Congratulations to the Class of 2010 as you embark on your legal careers. I'd like to recommend two inspirational books for lawyers. The first is by Hugh Duvall, a practicing lawyer and adjunct professor at University of Oregon School of Law. His book, The Lawyer's Song, is a book of wisdom for lawyers told through the story of a wilderness guide in 1842 Oregon. One reviewer described it as "Red Bull for the fatigued lawyer". It was published earlier this year by Dog Ear Publications. The second is also a lawyer's book of wisdom, The Reflective Counselor: Daily Meditations for Lawyers, by F. Gregory Coffey and Maureen C. Kessler, published by the American Bar Association in 2008. My very best wishes to all of you. Enjoy the Commencement ceremony.
Friday, May 21, 2010
The United States Senate passed a major financial reform bill on Thursday, May 20. It provides for a new consumer protection division in the Federal Reserve Bank, as well as a new regulatory council to monitor financial institutions. A summary of the legislation may be be found on the THOMAS website at the Library of Congress.
Tuesday, May 18, 2010
If you track new developments in the federal courts such as rulemaking issues, you spend a fair amount of time on the site www.uscourts.gov. The site was re-designed recently and now offers video and audio podcasts on a variety of topics. PACER has been revamped as well. The new PACER site is www.pacer.uscourts.gov. One notable change is the highlighted access to digital audio recordings from the court. While selected bankruptcy courts were involved in a pilot program for loading audio recordings of court hearings for the last several years, the service was not well publicized.
Wednesday, May 12, 2010
Visitors to the United States Supreme Court, including litigants and their attorneys, must now enter through a side door. Last week the court announced via press release that visitors to the Court will no longer be able to enter the building through the doors at the top of the front steps, although they may still exit the building that way, due to security concerns. Justice Breyer wrote a dissent from this press release that was joined by in by Justice Ginsburg which was printed in the Supreme Court Journal lamenting that the main entrance to the Court at the top of 44 steps and under the sign "Equal Justice Under Law" was "not only a means to, but also a metaphor for, access to the Court itself."
Tuesday, May 11, 2010
Monday, May 10, 2010
Feeling just a tad nostalgic, I'm taking the opportunity to highlight a law review article by Justice John Paul Stevens which appeals to literary scholars as much as to legal scholars.
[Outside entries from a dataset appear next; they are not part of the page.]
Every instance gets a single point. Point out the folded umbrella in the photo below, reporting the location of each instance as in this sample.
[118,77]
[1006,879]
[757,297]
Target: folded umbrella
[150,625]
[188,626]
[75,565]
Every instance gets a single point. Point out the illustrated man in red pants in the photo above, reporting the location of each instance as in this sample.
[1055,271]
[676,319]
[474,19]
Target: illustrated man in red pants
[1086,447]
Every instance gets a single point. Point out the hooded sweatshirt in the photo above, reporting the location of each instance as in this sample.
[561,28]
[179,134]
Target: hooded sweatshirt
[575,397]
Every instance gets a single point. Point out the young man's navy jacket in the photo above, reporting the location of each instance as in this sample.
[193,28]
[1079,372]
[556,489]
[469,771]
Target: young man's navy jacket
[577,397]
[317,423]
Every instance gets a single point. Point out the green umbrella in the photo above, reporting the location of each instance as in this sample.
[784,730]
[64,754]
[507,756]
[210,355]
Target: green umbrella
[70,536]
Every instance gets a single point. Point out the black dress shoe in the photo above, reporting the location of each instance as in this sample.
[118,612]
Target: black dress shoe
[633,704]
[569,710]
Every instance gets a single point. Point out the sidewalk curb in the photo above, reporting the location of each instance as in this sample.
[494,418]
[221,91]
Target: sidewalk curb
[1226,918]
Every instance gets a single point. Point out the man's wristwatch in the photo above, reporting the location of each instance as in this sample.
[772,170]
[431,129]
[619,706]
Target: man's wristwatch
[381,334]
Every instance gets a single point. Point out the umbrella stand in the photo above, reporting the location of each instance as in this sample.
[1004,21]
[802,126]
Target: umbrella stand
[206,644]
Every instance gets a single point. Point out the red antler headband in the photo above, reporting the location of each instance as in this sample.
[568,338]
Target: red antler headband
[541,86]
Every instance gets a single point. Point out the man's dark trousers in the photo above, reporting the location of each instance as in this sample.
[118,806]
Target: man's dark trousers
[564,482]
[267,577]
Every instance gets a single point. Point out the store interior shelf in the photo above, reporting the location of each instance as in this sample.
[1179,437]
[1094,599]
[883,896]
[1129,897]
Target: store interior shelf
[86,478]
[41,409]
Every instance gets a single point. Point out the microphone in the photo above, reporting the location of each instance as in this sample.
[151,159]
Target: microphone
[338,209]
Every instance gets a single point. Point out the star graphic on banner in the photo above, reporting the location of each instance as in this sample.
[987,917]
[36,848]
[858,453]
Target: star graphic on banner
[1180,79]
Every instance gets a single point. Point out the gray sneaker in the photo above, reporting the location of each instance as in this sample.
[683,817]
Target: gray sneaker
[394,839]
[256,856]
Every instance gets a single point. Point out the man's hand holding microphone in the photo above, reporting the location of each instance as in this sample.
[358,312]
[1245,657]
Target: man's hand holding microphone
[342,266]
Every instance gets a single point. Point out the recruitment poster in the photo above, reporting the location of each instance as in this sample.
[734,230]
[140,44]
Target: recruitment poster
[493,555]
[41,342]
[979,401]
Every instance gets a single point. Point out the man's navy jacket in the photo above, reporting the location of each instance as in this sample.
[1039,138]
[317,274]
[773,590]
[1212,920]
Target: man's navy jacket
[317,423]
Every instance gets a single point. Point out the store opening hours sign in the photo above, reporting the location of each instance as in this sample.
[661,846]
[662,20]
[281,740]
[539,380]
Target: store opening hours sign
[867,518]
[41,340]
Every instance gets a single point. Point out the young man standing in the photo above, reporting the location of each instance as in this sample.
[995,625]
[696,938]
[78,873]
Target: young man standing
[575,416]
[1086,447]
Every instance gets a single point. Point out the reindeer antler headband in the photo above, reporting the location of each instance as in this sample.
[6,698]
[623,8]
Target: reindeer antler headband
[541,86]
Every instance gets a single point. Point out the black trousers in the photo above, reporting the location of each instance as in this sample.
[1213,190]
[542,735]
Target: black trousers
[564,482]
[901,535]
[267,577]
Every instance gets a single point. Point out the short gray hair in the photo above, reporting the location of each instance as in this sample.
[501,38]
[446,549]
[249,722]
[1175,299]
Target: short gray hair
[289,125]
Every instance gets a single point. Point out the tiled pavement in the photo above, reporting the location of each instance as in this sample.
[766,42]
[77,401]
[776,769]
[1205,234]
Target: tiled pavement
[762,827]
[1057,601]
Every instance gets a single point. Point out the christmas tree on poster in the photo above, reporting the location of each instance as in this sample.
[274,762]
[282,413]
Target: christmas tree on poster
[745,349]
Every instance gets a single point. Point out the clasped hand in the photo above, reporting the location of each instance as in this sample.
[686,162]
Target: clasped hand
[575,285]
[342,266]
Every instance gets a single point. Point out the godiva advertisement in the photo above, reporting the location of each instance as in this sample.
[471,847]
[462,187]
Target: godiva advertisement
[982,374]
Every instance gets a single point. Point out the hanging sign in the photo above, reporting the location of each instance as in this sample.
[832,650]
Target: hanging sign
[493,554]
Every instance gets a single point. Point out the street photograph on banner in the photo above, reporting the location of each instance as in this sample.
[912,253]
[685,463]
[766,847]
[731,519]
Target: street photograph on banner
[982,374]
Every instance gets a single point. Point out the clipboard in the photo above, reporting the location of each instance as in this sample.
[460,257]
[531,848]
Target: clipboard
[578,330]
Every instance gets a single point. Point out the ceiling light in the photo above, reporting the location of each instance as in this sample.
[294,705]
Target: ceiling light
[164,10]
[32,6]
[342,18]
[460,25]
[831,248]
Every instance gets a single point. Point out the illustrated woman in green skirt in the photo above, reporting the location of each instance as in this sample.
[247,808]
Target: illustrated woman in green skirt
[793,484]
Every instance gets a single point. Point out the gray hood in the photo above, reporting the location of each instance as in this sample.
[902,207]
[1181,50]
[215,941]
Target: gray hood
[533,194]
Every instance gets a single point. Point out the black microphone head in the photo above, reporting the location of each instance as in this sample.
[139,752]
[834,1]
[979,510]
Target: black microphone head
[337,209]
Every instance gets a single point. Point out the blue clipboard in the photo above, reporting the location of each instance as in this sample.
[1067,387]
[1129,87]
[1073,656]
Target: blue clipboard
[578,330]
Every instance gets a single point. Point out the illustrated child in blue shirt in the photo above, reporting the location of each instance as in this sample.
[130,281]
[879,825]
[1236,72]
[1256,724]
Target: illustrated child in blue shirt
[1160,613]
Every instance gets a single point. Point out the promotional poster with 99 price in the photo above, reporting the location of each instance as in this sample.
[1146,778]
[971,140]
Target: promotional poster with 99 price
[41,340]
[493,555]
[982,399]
In his article The Shakespeare Canon of Statutory Construction, 140 U. Pa. L. Rev. 1373 (1991-1992), Justice Stevens applied five canons of statutory construction to the famous set of Elizabethan plays to argue that Edward de Vere, the 17th Earl of Oxford, actually wrote the plays instead of William Shakespeare. Clicking on the title to this blog entry will take you to an abridged version of Stevens's interesting and wryly humorous article. The article is available in full on HeinOnline, JSTOR, Westlaw and LexisNexis.
Monday, May 3, 2010
The 2nd U.S. Circuit Court of Appeals was recently faced with an unusual appeal in which a criminal defendant raised an intriguing question about the limits on what perspectives a judge can properly bring to bear on the bench. In United States v Bari, No. 09 1074-cr, 2010 WL 1006555 (2d Cir. Mar. 22, 2010), the 2nd Circuit considered whether then-District Judge Denny Chin (now on the 2nd Circuit bench) erred in a supervised release revocation hearing in considering information confirmed by the court's own Internet searching. In other words, can a judge confirm his own hunches by Googling?